Pregnancy Discrimination Case Dismissed

In Ramsaran v. Booz & Co. (N.A.) Inc., No. 1:14-CV-708-GHW, 2015 WL 5008744 (S.D.N.Y. Aug. 24, 2015), the Southern District of New York granted defendant’s motion for summary judgment on plaintiff’s pregnancy discrimination claim.

In sum:

After a series of documented negative reviews regarding her job performance, Ms. Ramsaran was fired. At the time that she was terminated, Ms. Ramsaran was pregnant, and away from the office for bed rest. Consequently, Ms. Ramsaran claims that she was discriminated against on the basis of her pregnancy. In support of that claim, Ms.

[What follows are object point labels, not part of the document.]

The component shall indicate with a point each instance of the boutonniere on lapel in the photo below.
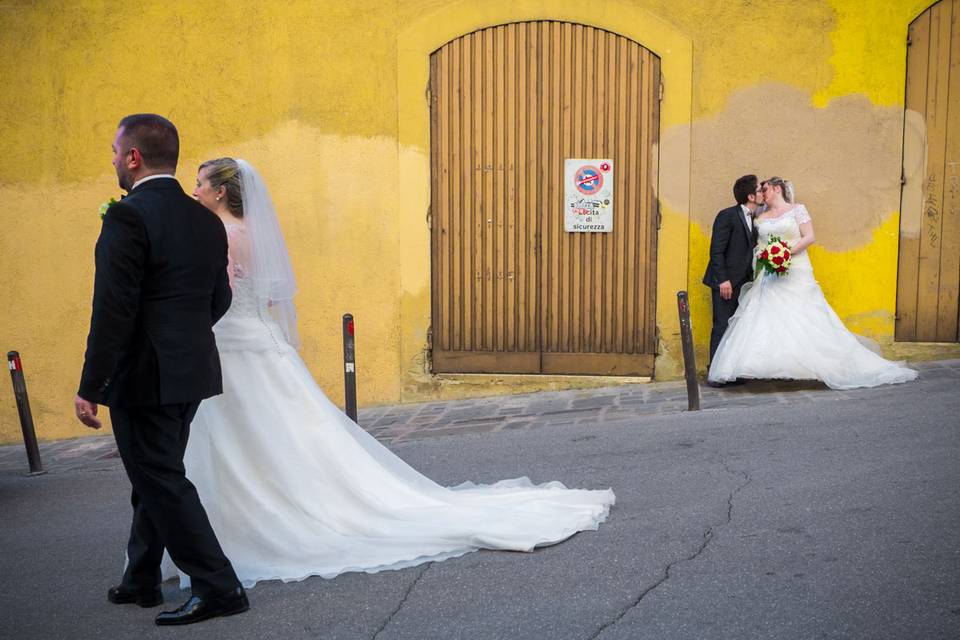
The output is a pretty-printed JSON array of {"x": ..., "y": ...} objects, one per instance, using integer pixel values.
[{"x": 106, "y": 206}]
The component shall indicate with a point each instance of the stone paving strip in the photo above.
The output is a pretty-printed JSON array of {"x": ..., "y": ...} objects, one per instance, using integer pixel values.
[{"x": 408, "y": 422}]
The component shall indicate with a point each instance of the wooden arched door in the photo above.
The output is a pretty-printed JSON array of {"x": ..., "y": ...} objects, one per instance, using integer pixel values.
[
  {"x": 928, "y": 278},
  {"x": 512, "y": 291}
]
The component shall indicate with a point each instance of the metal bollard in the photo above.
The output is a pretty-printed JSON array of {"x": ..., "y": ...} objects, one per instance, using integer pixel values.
[
  {"x": 26, "y": 418},
  {"x": 349, "y": 369},
  {"x": 689, "y": 359}
]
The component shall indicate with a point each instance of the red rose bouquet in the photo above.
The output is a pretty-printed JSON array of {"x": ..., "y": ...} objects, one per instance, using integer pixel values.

Ramsaran relies principally on the fact that the termination took place after the defendants became aware that she was pregnant, and that she “felt discriminated against when she was terminated.” Because these are insufficient grounds to establish that her employer’s well-documented justification for her termination was pretext for discrimination, defendants’ motion for summary judgment is GRANTED.

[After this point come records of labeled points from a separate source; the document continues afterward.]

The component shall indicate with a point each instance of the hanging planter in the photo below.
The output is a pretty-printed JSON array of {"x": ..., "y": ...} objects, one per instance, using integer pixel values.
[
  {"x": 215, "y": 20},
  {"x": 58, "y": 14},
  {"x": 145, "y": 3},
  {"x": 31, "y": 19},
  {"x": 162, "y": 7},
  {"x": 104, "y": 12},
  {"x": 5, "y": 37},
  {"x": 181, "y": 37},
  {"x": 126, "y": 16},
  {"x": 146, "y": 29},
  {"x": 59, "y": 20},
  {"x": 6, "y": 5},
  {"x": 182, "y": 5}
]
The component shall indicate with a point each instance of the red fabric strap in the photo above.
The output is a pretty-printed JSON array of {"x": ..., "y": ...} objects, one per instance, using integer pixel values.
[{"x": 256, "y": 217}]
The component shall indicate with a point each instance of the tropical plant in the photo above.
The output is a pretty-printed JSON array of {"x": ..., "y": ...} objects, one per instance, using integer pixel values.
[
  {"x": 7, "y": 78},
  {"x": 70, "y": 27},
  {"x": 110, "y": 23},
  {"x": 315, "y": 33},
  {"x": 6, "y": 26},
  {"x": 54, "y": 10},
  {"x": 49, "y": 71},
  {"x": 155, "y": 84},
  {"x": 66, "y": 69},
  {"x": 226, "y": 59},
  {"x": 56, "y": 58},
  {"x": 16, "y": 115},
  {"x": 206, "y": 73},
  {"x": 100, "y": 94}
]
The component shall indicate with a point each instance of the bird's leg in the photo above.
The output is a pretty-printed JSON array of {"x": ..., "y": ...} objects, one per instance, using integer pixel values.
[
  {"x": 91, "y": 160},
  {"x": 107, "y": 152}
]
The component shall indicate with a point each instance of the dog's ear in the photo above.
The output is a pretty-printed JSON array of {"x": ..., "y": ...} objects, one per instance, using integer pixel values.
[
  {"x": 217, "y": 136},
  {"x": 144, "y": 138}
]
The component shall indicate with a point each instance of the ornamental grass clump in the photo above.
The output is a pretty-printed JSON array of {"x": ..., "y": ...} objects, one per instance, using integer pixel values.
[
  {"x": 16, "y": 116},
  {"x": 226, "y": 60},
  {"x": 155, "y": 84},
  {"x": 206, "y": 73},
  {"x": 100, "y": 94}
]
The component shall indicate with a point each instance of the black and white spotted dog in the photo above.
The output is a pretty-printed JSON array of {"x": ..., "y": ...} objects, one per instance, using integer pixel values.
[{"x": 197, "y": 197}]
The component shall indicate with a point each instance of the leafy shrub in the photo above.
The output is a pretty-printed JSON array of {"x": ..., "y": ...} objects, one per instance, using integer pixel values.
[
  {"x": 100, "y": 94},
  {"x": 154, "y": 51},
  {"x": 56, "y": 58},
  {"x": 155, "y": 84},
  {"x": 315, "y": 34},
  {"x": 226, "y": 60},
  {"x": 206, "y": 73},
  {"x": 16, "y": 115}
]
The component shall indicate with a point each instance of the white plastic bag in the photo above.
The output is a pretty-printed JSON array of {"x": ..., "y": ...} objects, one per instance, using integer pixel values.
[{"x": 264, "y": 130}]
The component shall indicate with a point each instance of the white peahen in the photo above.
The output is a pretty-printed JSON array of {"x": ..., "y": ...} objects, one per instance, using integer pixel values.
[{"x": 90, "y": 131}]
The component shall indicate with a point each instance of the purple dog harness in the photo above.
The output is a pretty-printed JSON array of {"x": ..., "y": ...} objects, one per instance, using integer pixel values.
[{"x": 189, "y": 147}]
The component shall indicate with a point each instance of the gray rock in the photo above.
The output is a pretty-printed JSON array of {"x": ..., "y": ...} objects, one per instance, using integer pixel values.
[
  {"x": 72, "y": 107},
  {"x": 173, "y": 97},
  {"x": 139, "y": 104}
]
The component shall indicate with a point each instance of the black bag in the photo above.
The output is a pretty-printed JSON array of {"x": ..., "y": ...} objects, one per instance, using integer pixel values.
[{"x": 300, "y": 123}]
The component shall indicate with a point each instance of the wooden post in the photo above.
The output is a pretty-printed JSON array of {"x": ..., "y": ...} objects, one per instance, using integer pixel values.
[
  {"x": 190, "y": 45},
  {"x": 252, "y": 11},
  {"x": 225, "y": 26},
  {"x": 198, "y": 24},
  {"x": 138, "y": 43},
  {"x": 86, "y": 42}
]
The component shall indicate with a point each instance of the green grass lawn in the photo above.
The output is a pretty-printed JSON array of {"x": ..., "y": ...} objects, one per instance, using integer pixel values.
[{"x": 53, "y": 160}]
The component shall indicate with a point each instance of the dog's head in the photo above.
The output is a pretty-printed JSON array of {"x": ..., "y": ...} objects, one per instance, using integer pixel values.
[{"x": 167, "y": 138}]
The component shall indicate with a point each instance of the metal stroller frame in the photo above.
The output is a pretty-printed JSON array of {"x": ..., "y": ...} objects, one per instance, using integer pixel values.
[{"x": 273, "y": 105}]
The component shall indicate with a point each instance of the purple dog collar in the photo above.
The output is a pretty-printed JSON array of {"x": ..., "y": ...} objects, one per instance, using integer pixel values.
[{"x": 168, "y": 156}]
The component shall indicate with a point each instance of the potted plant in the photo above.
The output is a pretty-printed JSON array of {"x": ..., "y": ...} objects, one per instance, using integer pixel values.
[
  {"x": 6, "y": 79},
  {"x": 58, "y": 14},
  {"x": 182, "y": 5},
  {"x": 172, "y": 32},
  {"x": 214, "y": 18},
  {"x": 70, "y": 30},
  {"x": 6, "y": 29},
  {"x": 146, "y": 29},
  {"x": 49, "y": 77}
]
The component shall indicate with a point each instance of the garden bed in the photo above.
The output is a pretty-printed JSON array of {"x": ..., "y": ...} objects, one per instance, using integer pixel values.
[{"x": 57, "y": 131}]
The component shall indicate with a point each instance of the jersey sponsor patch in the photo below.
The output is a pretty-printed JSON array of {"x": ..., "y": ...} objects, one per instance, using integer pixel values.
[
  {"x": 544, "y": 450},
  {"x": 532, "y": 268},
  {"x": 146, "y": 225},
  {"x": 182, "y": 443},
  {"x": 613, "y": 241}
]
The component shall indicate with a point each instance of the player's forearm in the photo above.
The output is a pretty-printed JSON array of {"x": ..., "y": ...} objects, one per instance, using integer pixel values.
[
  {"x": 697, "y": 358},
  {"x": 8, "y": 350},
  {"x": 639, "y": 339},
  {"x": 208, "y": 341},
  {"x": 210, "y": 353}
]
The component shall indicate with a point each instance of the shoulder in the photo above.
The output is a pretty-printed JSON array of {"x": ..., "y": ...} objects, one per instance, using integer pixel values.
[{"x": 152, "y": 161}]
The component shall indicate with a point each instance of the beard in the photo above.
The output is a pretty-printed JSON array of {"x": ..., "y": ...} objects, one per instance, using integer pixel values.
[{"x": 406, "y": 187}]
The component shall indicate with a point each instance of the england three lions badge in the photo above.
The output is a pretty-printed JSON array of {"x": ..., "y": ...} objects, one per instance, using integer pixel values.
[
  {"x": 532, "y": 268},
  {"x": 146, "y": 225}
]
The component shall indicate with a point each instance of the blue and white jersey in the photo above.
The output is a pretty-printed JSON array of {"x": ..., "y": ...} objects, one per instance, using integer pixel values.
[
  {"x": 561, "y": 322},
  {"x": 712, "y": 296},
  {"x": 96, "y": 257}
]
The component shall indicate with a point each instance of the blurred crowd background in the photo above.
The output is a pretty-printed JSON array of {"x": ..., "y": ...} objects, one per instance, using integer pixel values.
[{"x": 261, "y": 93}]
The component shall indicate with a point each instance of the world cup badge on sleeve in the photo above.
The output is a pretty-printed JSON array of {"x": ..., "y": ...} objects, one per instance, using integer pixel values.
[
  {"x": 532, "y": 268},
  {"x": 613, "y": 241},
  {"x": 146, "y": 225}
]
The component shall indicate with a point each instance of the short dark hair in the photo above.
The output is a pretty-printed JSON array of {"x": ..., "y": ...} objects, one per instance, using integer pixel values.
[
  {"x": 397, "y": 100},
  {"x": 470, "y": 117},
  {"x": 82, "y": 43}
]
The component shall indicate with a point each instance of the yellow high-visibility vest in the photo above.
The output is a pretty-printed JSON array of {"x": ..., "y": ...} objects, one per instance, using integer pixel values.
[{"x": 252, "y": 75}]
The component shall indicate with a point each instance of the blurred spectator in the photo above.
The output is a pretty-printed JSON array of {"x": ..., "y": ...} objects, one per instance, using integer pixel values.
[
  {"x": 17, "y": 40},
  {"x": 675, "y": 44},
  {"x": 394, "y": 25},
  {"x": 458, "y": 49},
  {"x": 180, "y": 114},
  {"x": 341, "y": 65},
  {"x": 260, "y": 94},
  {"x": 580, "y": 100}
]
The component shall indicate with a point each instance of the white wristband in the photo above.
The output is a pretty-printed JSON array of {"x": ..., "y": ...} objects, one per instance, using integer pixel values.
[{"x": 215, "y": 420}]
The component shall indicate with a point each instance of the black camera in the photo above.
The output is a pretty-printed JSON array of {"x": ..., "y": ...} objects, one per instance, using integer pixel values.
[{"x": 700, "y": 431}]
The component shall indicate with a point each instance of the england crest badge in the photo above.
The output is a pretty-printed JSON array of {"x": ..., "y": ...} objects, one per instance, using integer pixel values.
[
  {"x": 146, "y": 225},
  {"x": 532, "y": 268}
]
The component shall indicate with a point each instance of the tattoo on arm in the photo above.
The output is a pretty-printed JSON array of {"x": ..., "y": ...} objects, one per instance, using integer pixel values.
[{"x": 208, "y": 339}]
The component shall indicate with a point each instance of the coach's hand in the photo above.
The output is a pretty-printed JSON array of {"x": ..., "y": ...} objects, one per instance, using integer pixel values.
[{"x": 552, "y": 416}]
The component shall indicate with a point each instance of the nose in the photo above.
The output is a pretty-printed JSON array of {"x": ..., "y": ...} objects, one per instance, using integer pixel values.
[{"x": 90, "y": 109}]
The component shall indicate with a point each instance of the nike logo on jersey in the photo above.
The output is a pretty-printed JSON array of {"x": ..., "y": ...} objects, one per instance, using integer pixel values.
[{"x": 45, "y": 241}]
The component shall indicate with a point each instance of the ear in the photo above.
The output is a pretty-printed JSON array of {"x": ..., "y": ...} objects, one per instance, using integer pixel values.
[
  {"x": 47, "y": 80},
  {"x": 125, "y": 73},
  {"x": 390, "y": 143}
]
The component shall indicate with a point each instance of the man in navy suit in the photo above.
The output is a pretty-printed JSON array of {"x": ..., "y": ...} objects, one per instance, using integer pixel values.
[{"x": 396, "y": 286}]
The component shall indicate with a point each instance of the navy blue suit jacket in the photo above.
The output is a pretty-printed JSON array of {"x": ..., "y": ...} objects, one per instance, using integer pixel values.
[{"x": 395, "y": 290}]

This case illustrates, among other things, that “poor performance” is a legitimate, nondiscriminatory reason for terminating an employee (even a pregnant one), and that when evaluating claims of discrimination under Title VII, “the issue is the defendants’ motivation in terminating plaintiff, not the adequacy of her performance as an employee.”

In addition, the court rejected plaintiff’s reliance on her disagreement with defendants’ assessment of her job performance (and her attack on the reliability of the evidence supporting the company’s conclusions), explaining:

[T]he reliability of the evidence is only relevant to the truth of the allegations about plaintiff’s poor performance, and in a case like this, the Court is decidedly not interested in the truth of the allegations against plaintiff [but rather] must analyze what motivated the employer.

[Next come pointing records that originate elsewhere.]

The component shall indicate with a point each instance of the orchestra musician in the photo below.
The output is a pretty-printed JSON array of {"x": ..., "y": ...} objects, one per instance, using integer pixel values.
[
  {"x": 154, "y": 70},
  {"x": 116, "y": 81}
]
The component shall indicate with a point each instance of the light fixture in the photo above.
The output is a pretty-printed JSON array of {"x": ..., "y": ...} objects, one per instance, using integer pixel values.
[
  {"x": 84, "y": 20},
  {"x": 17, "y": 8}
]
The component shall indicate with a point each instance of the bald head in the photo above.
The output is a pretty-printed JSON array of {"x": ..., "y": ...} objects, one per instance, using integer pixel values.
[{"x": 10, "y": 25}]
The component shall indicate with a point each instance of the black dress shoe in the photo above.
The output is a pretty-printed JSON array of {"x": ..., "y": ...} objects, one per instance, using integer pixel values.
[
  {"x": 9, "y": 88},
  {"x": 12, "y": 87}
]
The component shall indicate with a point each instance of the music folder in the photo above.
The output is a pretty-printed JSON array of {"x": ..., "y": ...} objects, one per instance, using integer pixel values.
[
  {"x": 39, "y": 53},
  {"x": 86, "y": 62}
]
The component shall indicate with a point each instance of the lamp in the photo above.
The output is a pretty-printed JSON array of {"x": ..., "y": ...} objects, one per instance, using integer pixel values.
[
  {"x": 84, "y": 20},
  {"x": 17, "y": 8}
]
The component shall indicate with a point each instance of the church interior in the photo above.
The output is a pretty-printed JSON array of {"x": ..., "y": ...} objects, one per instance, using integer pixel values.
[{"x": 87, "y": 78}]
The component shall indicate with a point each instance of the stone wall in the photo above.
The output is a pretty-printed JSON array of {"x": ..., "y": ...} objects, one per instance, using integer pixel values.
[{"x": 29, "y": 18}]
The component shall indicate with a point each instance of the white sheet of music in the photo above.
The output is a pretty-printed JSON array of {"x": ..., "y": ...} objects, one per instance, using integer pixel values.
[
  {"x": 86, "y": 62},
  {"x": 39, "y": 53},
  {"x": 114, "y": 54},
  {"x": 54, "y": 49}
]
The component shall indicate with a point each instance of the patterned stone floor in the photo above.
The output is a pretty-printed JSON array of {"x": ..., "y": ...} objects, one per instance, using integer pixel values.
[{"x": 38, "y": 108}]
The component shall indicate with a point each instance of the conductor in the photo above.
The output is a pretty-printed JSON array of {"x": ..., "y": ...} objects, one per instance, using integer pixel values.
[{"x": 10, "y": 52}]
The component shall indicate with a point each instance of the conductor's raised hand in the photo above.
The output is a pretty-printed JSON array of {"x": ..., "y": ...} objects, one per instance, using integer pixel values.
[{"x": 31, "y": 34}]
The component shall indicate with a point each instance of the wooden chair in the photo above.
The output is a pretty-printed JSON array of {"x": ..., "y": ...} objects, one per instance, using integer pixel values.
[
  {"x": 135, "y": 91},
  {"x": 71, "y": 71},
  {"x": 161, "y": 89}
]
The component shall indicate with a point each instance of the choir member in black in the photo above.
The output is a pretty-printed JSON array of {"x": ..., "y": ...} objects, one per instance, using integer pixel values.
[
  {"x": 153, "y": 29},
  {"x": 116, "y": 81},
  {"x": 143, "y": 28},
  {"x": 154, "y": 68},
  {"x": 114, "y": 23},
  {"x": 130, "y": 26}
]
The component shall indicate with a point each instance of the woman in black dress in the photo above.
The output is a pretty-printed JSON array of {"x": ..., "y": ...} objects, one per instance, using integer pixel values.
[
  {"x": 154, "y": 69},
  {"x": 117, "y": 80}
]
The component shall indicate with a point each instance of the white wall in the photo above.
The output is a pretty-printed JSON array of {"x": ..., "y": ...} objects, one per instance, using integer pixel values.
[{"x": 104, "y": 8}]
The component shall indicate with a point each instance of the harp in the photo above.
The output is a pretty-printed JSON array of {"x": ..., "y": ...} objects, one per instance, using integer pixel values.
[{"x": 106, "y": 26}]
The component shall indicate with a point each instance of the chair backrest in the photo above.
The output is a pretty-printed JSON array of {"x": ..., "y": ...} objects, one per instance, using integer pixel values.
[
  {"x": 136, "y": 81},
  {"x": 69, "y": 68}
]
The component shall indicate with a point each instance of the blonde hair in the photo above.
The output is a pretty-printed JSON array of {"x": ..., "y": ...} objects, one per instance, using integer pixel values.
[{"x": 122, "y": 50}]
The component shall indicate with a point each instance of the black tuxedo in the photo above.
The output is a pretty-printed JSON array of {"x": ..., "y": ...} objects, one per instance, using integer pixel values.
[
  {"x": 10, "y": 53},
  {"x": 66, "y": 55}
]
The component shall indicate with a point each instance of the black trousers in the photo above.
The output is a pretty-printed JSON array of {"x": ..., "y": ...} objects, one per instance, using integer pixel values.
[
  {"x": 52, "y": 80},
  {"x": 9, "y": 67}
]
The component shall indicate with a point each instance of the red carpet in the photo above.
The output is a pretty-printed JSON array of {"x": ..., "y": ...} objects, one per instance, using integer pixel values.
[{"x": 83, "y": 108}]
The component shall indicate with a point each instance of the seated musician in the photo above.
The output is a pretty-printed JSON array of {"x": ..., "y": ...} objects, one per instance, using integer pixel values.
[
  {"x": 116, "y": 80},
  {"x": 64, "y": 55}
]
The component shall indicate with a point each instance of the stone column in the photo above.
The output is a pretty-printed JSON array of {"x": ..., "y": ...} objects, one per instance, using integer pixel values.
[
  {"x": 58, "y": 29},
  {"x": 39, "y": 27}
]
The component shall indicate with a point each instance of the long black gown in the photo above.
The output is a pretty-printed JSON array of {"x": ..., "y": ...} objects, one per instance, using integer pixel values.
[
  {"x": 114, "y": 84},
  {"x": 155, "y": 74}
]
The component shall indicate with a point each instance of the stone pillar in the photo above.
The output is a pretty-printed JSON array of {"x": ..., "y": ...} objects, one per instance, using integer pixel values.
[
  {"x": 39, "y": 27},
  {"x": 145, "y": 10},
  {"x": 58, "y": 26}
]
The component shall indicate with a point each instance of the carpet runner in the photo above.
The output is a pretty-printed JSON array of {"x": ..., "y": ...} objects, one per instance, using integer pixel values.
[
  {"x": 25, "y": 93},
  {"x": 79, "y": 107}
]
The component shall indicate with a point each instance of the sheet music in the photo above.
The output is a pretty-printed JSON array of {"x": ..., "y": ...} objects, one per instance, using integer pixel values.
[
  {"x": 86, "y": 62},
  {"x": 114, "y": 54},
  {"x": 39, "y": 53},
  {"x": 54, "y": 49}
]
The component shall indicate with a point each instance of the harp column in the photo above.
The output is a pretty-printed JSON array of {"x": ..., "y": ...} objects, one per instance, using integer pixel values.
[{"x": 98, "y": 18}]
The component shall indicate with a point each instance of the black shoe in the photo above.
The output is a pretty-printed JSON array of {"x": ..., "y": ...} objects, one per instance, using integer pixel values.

Plaintiff cannot create a genuine dispute of material fact by producing evidence that she did some good work, or even that she received some good feedback from her colleagues. Even if there were a genuine dispute about her job performance, it would be immaterial, as it would be relevant only to prove the inaccuracy of defendants’ assessment. Even assuming Booz’s assessment of plaintiff’s job performance was inaccurate, what is significant is that they based their decision to dismiss plaintiff on that belief, rather than her gender or pregnancy.

Where a plaintiff has been terminated …, the question is not whether the employer reached a correct conclusion …, but whether the employer made a good-faith business determination. And while it is possible to dispute whether various pieces of evidence about Plaintiff’s performance … really justified [her termination], to do so would require a court to sit as a super-personnel department to reexamine whether an employee’s performance was really deficient, something that … courts should not do. Here, too, the Court declines to sit as a super-personnel department and evaluate whether plaintiff’s performance was really deficient. It is well documented that defendants believed that it was.

Also, “[n]either the temporal proximity of plaintiff’s announcement of her pregnancy to her termination, nor the temporal proximity of plaintiff’s pregnancy-related disability leave to her termination, are sufficient on their own to support a finding of pretext.”

Finally, the court rejected plaintiff’s argument that she “felt discriminated against when she was terminated”, reasoning:

In the absence of any other evidence of the defendants’ discriminatory intent, however, Ms. Ramsaran’s feelings about her discharge are not sufficient for plaintiff to meet her burden to come forward with evidence of discrimination. If a bare affirmation that a plaintiff felt discriminated against was sufficient to defeat summary judgment, summary judgment in employment discrimination cases would be rare.